I would explain this in a turbulent vs laminar flow context. If a burning liquid is placed on an extensive flat surface, the flame is impeded by the turbulences it creates above itself. The air cannot rise fast enough to produce a decently long flame (explanation of A). Now, if you impose a directional air flow and this flow is laminar, then the flow velocity should be much larger and the flame is higher (observation C). The 'tornado' effect is just a side-effect of this type of rotating laminar flow (obs B).

Do you agree? What are your ideas?

  • $\begingroup$ I wouldn't call a flame in air laminar flow... $\endgroup$ Commented Dec 20, 2016 at 11:35

1 Answer 1


I don't think we need to invoke laminar-turbulent transition to explain this phenomenon.

On the extensive flat surface, the flame is heating all the air around. The flame rises because of the difference of temperature which leads to a difference of air density (look at a flame in microgravity, here for example). Hot air goes up, gives a vertical flame. Cooler air comes from the bottom to constantly feed the flame.

By confining the flame in the tube, only the air in the tube is heated. It still goes up but, without a opening, no cool air comes in and so no flow from bottom to top to help the flame to grow.

When he opens the confinement a bit, an air flow is driven by the pressure difference due to the temperature difference.
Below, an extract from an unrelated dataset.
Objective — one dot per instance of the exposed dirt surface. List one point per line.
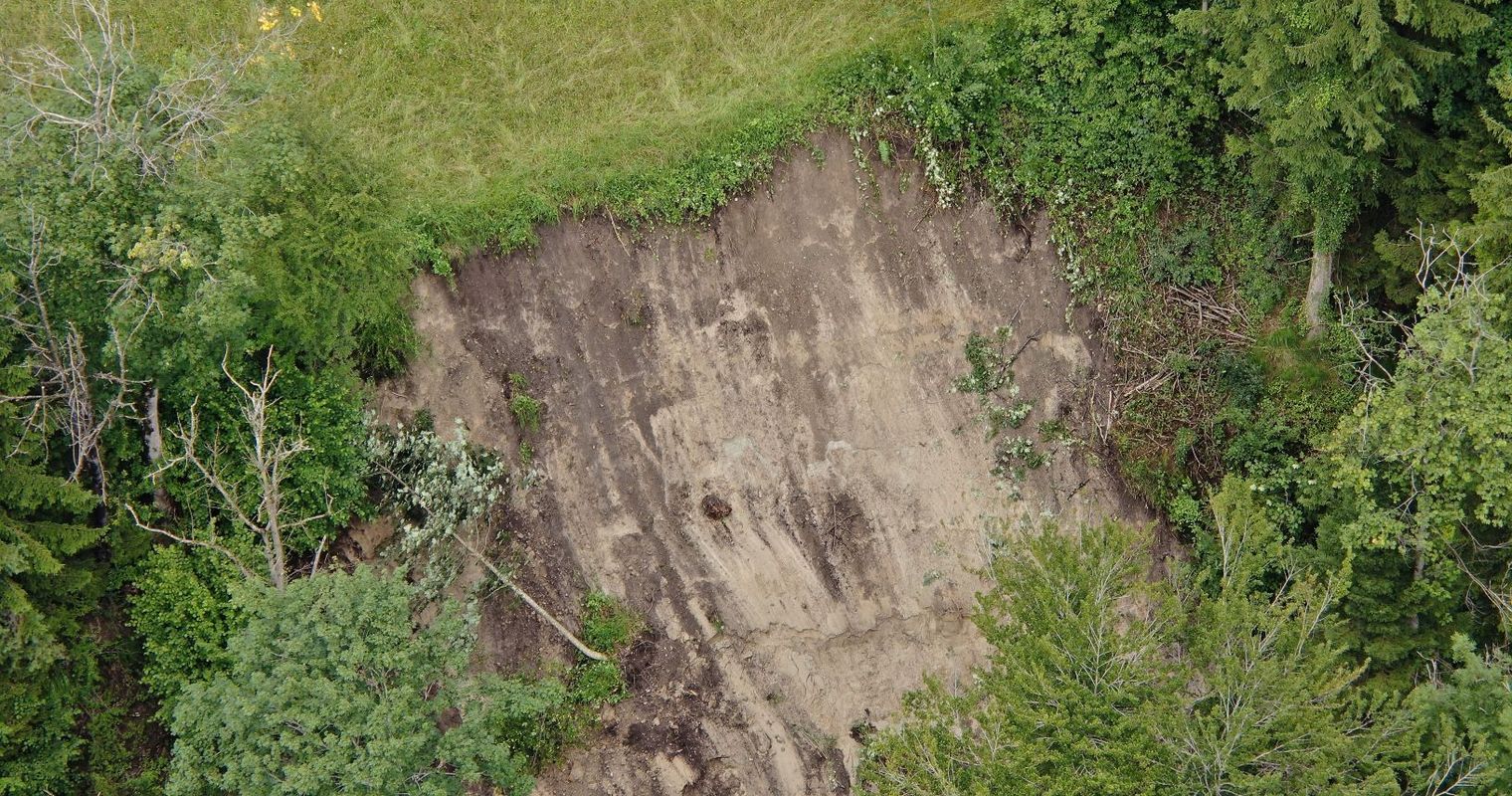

He puts the two parts in a way that air comes tangentially so it forces to shape like this but the vortex would have developed anyway as in a sink. You can monitor the flame's height by changing the opening size. The entering air will have a different velocity in order to keep the flow rate constant.

I think he would have get the exact same result by just drilling one or more holes at the bottom of the glass vase.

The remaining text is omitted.